Use Frailty Status to Predict Postoperative Outcomes in Elderly Patients
Frailty is an age-related state of increased vulnerability to stressors. It is an important predictor for many health outcomes, but is rarely collected in a quantitative and systematic fashion in routine health care. This project aims to extract frailty status from free-text clinical notes using natural language processing tools. The extracted frailty status will be mapped into an ontology and then applied to the prediction of major cardiovascular procedure outcomes on elder patients.
Protect Patient Safety Through Herb-Drug Disease Interaction Detection and Alert
Doctors and pharmacists routinely check for potentially harmful drug interactions when prescribing medications for patients. However, herbal supplements have been found to have interactions with some drugs. The Biomedical Informatics Center is collaborating with a cardiologist and a team of pharmacists with specialty in herbal supplements to develop a tool for detection of possible herb-drug interactions. An online survey is being developed to allow patients to enter their medications and herbal supplements in order to alert them of any potentially harmful interactions.
Data Mining on Veterans with Severe Mental Illnesses
The goal of this project is to identify patients at high risk of developing adverse outcomes (i.e., death, hospitalization, readmission, etc.) among the US veterans with severe mental illnesses (focusing on bipolar disorders). Different from the traditional studies that usually use patient baseline characteristics as predictors, this study uses patient temporal phenotypic features to predict outcomes. Multiple data mining techniques such as topic modeling and data visualization are applied to process temporal data from the US national VA databases including free-text medical notes. The pilot study has evidenced data mining techniques with temporal phenotypic features would dramatically improve the predictive performance.
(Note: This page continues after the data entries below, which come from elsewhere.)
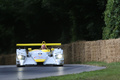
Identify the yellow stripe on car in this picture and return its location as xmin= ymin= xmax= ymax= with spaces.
xmin=16 ymin=43 xmax=61 ymax=46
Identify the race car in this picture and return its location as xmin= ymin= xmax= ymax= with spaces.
xmin=16 ymin=41 xmax=64 ymax=67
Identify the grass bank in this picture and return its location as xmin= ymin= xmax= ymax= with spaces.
xmin=28 ymin=62 xmax=120 ymax=80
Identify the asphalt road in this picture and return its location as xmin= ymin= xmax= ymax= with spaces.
xmin=0 ymin=64 xmax=105 ymax=80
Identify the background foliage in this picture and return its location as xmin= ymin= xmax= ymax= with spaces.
xmin=103 ymin=0 xmax=120 ymax=39
xmin=0 ymin=0 xmax=107 ymax=54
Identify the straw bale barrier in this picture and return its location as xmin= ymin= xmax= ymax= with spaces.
xmin=0 ymin=38 xmax=120 ymax=65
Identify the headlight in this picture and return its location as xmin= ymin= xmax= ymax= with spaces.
xmin=56 ymin=54 xmax=63 ymax=59
xmin=18 ymin=55 xmax=25 ymax=60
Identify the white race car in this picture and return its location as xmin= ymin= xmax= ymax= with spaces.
xmin=16 ymin=41 xmax=64 ymax=67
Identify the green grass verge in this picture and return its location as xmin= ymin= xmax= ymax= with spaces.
xmin=28 ymin=62 xmax=120 ymax=80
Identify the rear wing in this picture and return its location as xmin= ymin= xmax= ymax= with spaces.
xmin=16 ymin=41 xmax=61 ymax=46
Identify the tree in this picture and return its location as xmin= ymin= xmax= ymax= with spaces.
xmin=103 ymin=0 xmax=120 ymax=39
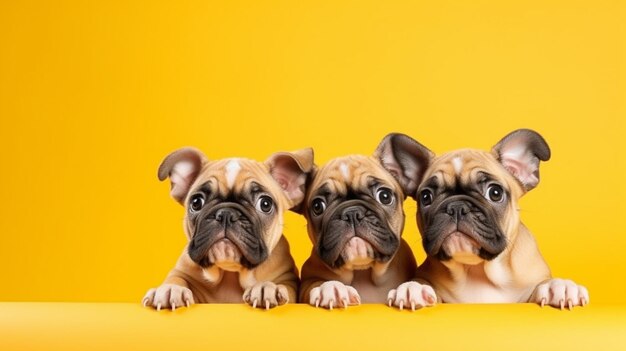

NLP Support for Digital Pathology
Surgical pathology reports can vary greatly in appearance and format, and tend to lack a uniform style across institutions or clinicians. Traditionally, this has created a need for report information to be manually extracted in order to accurately capture machine-readable information. However, the accuracy rates of this approach is still far from perfect, leading to statistical skewing of any inferences generated from the use of such data. The goal of this project is to implement an automated lexical analysis of surgical pathology reports which attains a high degree of accuracy.